Igual te da por tirar de voluntad, mentalidad y cociente agallas estos meses.
- Mirar esos videos de personas que habiendo superado un cáncer suben después el Everest haciendo el pino.
- O seguir el lema de Adidas «Impossible is nothing», o el de Nike «Just do it».
- Incluso repasar al telepredicador que en un altar aconseja «mentalidad y mentalidad».
- O al guru que explica la vida con una ecuación plana: «los que tienen razones y los que tienen excusas».
- O quizá al nervioso ponente que no admite preguntas pero defiende que «la actitud es todo». ¿La actitud de no exponerse a preguntas?
- También podrías mirar a una pareja hollywoodiense famosa que con batidos de superalimentos y ejercicio físico con voluntad se mantienen en una belleza eterna que monetizan. Lo que pasa es que yo conozco a uno de sus estilistas durante años y me comentó que aunque venden «ejercicio y salud» llevan miles de intervenciones quirúrgicas e incluso cada día pasan por una máquina específica pasiva de quema grasas ¡2 horas!
Es probable que hayas oído hablar del experimento de la golosina.

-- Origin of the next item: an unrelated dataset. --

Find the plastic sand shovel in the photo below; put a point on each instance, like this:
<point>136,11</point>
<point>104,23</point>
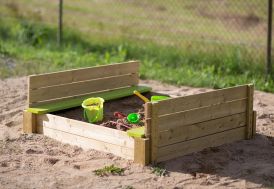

En la década de 1970, Walter Mischel investigador de Stanford sentó a niños de preescolar frente a una golosina. Se les dijo que podían comerse el dulce en ese momento, o, si esperaban hasta que el investigador regresara unos minutos después, podrían tener dos. Era una prueba de gratificación demorada. Mischel y sus colegas observaron a los niños durante años y encontraron que aquellos que pudieron resistir la tentación del dulce obtuvieron mejores puntajes en el SAT (un test de acceso a la universidad que correlaciona con inteligencia), índices de masa corporal más bajos y mayores niveles de logros adultos décadas después.
Cuando nos cuentan eso NOS vamos a las agallas y la voluntad. Pero convendría leer la investigación antes de interpretarla o incluso ver los videos de los niños desde el conocimiento. Te animo a echar un ojo.
Te resumo que NO trata de voluntad, de músculo mental, de agallas, de super actitud o de mentalidad superior, de esa que no tienen los que «buscan excusas».
Más bien se trata de las diferentes estrategias que pueden utilizar los humanos para manejar lo incómodo. Cómo afrontamos situaciones es algo que se puede aprender.
No hay respuesta única. La solución no es «inteligencia emocional» o «mindfulness» o «agallas». De hecho la voluntad, de usarse, conviene saber que es una única bala no una metralleta sin límite que derriba enemigos infinitos.
El enfoque óptimo más bien se parece a una navaja suiza de nuestra mente, en donde al conocer nuestros módulos y cómo operan, en primera persona claro (no es un modelo teórico solo), pero bajo un modelo contrastado (no es opinión sin más) tenemos herramientas para implementar según las circunstancias.
Inteligencia aplicada = sabiduría.
No se trata de usar una técnica de moda, o de dejarse llevar por telepredicadores del mindset.
NO voy a tirar de voluntad, ni agallas, ni mentalidad ni actitud
- No voy a hacer caso a Adidas. Trabajo hacia lo probable, no sobre lo imposible.
- Tampoco a Nike, porque «tomar acción» es absurdo si la dirección de la acción es una piscina sin agua.
- Ni mucho menos a los que digan que a los que les va mal son cobardes y los que les va bien valientes.
Cuidado con:
- aprender cosas que no sirven y defenderlas,
- esperar del Estado, la democracia y el sistema lo que nos proporcionaba en 1980
- colaborar poco y olvidar el win-win,
- desequilibrar la vida priorizando un plano solo,
- adaptarse a lo nuevo con demasiada lentitud,
- no aprovechar las oportunidades,
- aprender solos porque nos mola inventar la rueda que ya está inventada,
- leer mal el momento histórico, social o tecnológico.
Construimos Sabiduría aplicando el cerebro social, en grupo, de forma práctica para eso que se llama VIVIR y que es aplicable tanto a lo laboral como a lo personal.